13 - Revision Flashcards
Can you think of more examples of assets? How does each of these examples meet the definition of assets?
Cash is one very important asset that any business must have. Cash is something of value that the business uses to operate. Others will include motor vehicles, furniture and fixtures, plants, and machinery. These are all fixed assets which the business uses to operate and earn revenue.
Why are at least two effects of each transaction recorded in a business’s accounting system?
A business’s accounting system is designed so that two effects of each transaction are recorded in order to maintain the equality of the accounting equation. Under the dual effect of transactions, recording a transaction involves at least two changes in the assets, liabilities, and owner’s equity of a business.
What are revenues and expenses, and how is the accounting equation expanded to record these items?
Revenues are the amounts earned by a business charging customers for goods or services provided during an accounting period. Expenses are the costs of providing the goods or services during the period. Net income is the excess of revenues over expenses for the period. The accounting equation is expanded as follows to record revenues and expenses:
Assets = Liabilities + [Owner’s capital + (Revenues – Expenses)]
Is it possible to prepare basic financial reports for a business from the running totals of the accounting equation?
We use the total totals for revenue and expenses in the owner’s equity section of the equation to calculate net income. We use the totals in the assets section to find total assets and relate this to total liabilities plus owner’s equity total after adding or subtracting the net income (profit) or loss.
What are the monetary unit and historical cost concepts? How do they affect the recording of transactions?
The monetary unit concept means that transactions are recorded in terms of money. The historical cost concept states that a business records its transactions based on the monetary value exchanged (the cost) at the time the transaction occurred and that the business’s accounting records continue to show the cost, regardless of whether the value has changed over time.
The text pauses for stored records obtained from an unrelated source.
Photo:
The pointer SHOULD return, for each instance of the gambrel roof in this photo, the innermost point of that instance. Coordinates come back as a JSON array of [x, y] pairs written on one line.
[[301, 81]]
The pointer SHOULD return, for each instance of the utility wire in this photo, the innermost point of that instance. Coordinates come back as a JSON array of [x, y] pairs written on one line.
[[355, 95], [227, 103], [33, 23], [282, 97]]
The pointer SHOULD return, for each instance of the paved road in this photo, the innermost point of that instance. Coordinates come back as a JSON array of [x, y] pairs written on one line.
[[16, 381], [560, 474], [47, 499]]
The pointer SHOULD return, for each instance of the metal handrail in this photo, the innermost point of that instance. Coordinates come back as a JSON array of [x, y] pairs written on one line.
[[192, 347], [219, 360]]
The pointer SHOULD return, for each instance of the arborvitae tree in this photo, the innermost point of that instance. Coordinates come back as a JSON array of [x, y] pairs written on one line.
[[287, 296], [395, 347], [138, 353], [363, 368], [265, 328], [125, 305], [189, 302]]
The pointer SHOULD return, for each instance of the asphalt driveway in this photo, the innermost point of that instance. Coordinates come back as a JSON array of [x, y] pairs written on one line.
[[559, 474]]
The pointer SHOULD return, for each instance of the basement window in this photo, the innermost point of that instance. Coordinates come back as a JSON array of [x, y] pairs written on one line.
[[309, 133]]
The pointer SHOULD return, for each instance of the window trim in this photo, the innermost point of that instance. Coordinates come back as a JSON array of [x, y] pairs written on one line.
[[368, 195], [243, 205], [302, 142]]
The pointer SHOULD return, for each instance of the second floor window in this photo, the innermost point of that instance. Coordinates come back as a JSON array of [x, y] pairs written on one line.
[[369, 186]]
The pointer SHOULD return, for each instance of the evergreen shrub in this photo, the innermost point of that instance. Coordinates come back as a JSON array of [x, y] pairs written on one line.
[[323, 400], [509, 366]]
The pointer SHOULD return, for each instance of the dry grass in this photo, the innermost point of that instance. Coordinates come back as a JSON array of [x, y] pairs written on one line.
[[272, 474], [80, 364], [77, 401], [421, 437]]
So transactions are recorded in monetary terms based on the cost exchanged at the time of the transaction.
Define liabilities. Give two examples.
Liabilities are the economic obligations (debts) of a business. Examples include bank overdrafts, accounts payable, salaries payable, notes payable, and mortgage payable.
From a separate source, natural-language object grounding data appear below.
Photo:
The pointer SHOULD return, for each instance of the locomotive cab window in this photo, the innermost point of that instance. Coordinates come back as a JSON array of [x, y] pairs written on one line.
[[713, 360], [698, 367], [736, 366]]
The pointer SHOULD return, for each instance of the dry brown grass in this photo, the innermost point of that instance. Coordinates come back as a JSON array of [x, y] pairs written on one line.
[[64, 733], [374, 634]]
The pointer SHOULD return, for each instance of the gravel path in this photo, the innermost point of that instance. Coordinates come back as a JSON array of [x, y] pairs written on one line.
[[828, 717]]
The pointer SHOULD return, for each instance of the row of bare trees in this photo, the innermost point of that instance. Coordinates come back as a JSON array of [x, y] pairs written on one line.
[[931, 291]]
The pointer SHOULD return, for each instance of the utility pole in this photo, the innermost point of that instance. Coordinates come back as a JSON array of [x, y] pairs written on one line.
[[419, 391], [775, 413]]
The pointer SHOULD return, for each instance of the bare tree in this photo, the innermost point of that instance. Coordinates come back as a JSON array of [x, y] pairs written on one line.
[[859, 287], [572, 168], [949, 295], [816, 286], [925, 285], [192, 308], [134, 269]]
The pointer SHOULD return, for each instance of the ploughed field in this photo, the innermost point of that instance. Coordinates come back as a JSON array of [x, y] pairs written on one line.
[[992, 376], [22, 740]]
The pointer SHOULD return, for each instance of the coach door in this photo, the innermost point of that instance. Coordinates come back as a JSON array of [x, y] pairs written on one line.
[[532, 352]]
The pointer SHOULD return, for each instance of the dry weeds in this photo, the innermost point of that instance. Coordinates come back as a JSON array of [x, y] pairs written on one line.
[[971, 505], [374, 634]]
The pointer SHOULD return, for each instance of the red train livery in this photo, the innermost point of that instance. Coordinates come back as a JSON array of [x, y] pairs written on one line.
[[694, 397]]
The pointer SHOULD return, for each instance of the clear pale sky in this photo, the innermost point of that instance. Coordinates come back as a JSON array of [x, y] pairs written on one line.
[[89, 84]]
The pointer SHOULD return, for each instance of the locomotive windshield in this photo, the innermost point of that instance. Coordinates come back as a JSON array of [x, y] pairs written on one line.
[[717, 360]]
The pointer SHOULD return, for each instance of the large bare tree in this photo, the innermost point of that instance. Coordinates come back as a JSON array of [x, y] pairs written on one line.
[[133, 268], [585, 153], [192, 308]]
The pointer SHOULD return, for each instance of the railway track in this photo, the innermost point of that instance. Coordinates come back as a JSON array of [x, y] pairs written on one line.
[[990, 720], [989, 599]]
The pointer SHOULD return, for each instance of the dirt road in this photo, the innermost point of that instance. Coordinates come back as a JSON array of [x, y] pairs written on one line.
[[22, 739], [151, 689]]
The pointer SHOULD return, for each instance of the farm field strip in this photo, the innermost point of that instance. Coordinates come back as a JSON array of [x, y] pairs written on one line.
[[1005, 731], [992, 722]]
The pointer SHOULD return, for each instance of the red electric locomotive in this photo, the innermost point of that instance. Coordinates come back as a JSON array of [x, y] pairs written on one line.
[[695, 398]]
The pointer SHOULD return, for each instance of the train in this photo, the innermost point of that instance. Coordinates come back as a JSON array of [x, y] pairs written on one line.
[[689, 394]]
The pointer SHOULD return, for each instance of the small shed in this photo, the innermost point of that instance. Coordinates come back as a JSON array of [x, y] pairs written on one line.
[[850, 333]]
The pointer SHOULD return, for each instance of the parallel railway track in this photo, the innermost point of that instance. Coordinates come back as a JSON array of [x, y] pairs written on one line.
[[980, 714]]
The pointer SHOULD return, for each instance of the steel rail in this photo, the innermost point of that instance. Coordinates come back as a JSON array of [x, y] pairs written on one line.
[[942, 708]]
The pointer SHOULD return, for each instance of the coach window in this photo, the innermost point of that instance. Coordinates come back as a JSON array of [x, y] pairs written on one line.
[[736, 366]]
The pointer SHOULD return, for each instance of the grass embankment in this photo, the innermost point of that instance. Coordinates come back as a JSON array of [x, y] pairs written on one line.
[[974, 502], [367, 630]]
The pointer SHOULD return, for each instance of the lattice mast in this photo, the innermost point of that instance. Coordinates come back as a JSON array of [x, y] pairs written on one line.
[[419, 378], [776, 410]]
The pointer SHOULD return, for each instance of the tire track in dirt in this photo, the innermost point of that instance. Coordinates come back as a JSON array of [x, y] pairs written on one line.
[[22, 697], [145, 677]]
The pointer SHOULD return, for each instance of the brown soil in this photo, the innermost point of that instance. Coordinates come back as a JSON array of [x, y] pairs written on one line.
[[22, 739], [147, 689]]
Define owner’s equity. What items affect the owner’s equity positively? What items affect the owner’s equity negatively?
The owner’s equity comprises the capital that the owner has invested into the business. It is what the business is worth to the owner. Profits made will increase the owner’s equity and will further injections of capital.
Losses made will decrease the owner’s equity as will any drawings that the owner takes from the business.
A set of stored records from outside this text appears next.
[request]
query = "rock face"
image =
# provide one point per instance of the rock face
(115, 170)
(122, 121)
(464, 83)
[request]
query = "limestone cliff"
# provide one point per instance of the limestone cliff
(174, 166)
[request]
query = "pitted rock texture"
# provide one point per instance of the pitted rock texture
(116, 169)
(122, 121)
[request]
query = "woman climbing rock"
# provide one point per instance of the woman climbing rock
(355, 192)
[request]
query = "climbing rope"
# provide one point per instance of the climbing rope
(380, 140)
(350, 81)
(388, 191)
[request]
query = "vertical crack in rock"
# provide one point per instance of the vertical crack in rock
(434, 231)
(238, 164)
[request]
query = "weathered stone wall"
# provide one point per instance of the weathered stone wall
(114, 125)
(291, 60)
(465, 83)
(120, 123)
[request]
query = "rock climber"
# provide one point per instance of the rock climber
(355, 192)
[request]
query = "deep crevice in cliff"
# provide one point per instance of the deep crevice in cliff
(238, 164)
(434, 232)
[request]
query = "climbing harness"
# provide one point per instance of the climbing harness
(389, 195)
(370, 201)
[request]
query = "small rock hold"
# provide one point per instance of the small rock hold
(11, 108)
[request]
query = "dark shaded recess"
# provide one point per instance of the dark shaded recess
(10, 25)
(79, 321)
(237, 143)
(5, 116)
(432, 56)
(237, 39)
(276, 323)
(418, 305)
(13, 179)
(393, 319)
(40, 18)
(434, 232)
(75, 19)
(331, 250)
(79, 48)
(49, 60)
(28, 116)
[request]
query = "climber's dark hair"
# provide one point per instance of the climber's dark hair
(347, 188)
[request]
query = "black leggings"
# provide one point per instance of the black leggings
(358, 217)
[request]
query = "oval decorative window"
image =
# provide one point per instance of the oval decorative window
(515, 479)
What is meant by the dual effect of transactions? How does it relate to the accounting equation?
The meaning of the dual effect of transactions is that when each transaction of a business is recorded, at least two changes must be made in the assets, liabilities, or owner’s equity of the business in order to keep the accounting equation in balance.
What is accrual accounting, and why is it important?
When a business uses accrual accounting, the business records its revenue and related expense transactions in the same accounting period that it provides goods or services, regardless of whether it receives or pays cash in that period. Accrual accounting is important because it makes accounting information helpful to external users by not letting cash receipts and cash payments distort a business’s net income.
What is a bank reconciliation, and what are the causes of the difference between a business’s cash balance in its accounting records and its cash balance on its bank statement?
A bank reconciliation is an analysis that a business uses to resolve the difference between the cash balance in its accounting records and the cash balance reported by the bank on its bank statement. The causes of the difference are deposits in transit, outstanding payments/cheques, deposits made directly by the bank, charges made directly by the bank, and errors.
Why does a business need to manage its working capital?
A business manages its working capital because it wants to keep the right amount on hand to finance its day-to-day operating activities plus an extra amount in case something unexpected happens, such as an opportunity to buy inventory at a reduced price or when a customer doesn’t pay its account when expected.
Briefly discuss the controls over inventory.
There are three controls over inventory:
1. First, a business should control the ordering and acceptance of inventory deliveries. 2. Second, a business should establish physical controls over inventory while it is being held for sale. 3. Third, a business should periodically take a physical count of its inventory.
Identify the parts and subsections of a retail business’s classified income statement. What is included in each part?
A retail business’s classified income statement has two parts: an operating income section and another items section. The operating income section has three sub-sections:
* Revenues * Cost of goods sold * Operating expenses.
The operating income section includes all the revenues earned and expenses incurred in the primary operating activities of the business. The other items section includes any revenues and expenses not directly related to the primary operations of the business.
When do businesses normally recognise and record (a) revenues and (b) expenses?
Under the accrual system, when they are accrued. Revenue and expenses are recognised in the period that they are incurred, regardless of whether cash has been received or paid.
What is the link between the income statement and the statement of owner’s equity?
The net profit or loss that is calculated in the income statement is transferred to the owner’s equity statement as the owners are the recipients of all profits and must also bear all losses.